Vous êtes ici
Valérie Van Peel : « Plus de seconde chance pour les auteurs de maltraitance infantile : nous devons protéger nos enfants »
La N-VA veut mettre fin au manque criant de suivi des auteurs condamnés pour maltraitance infantile. À travers une nouvelle proposition de loi, le parti souhaite instaurer une interdiction de contact avec des enfants pour les auteurs qui représentent encore un danger après avoir purgé leur peine. « Il faut absolument empêcher que des auteurs, sans la moindre prise de conscience de leurs actes, puissent faire de nouvelles victimes », déclare la présidente de la N-VA, Valérie Van Peel.
Aujourd’hui, un enfant sur dix est confronté à la maltraitance. Malgré les condamnations, le suivi des auteurs après leur peine reste souvent totalement insuffisant. La N-VA veut combler cette lacune juridique en instaurant une interdiction de contact applicable tant dans le cadre professionnel que privé.
Pas de prise de conscience, pas de contact
Pour Valérie Van Peel, cette mesure est indispensable, car trop d’auteurs récidivent tout simplement. Elle évoque notamment des affaires dramatiques comme celle du petit Dean, dont l’assassin avait déjà purgé une peine pour le meurtre d’un autre enfant. « Il existe encore beaucoup trop de cas de maltraitants qui font de nouvelles victimes pendant des années, parfois même au sein de nouvelles familles », souligne-t-elle. « Même après leur peine, les auteurs qui ne montrent aucun remords doivent pouvoir faire l’objet d’un suivi dans leurs contacts avec des enfants. »
Selon elle, l’absence totale de repentir chez certains auteurs est révoltante. Elle se souvient notamment du procès concernant la petite Xena, victime de maltraitances durant plusieurs mois : « Je n’y ai vu aucune prise de conscience. La seule émotion exprimée est apparue au moment du prononcé de leur peine. Aujourd’hui, ces personnes circulent librement sans aucun suivi. Cela doit cesser. »

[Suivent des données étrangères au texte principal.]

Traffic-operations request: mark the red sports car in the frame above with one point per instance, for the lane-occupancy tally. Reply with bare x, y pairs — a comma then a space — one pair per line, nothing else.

Un nouvel outil pour les juges
La proposition de loi, défendue au Parlement par la députée Sophie De Wit, permettrait aux juges d’imposer une interdiction de contact de quinze ans, renouvelable sur la base d’une analyse de risque. L’un des principaux avantages du dispositif réside dans l’inversion de la charge de la preuve.
« Aujourd’hui, les victimes peinent déjà à faire reconnaître les faits. Avec cette interdiction, il n’y a plus rien à prouver : le simple fait pour l’auteur de se trouver à proximité d’enfants constitue en soi une infraction. »
La société de demain
La maltraitance infantile ne détruit pas seulement des vies individuelles : elle fragilise toute la société. Valérie Van Peel rappelle que les enfants victimes de violences souffrent plus fréquemment, plus tard, de problèmes de santé et de comportements criminels.
« Ce sont les fondations mêmes de la société de demain qu’on laisse se briser encore et encore. Je défends depuis longtemps une autre logique : donnons des chances aux enfants plutôt qu’aux auteurs. »
La proposition figure désormais dans l’accord de gouvernement fédéral. Avec cette initiative, la N-VA entend franchir une étape essentielle en faisant primer la sécurité des enfants sur la liberté de mouvement des récidivistes dangereux.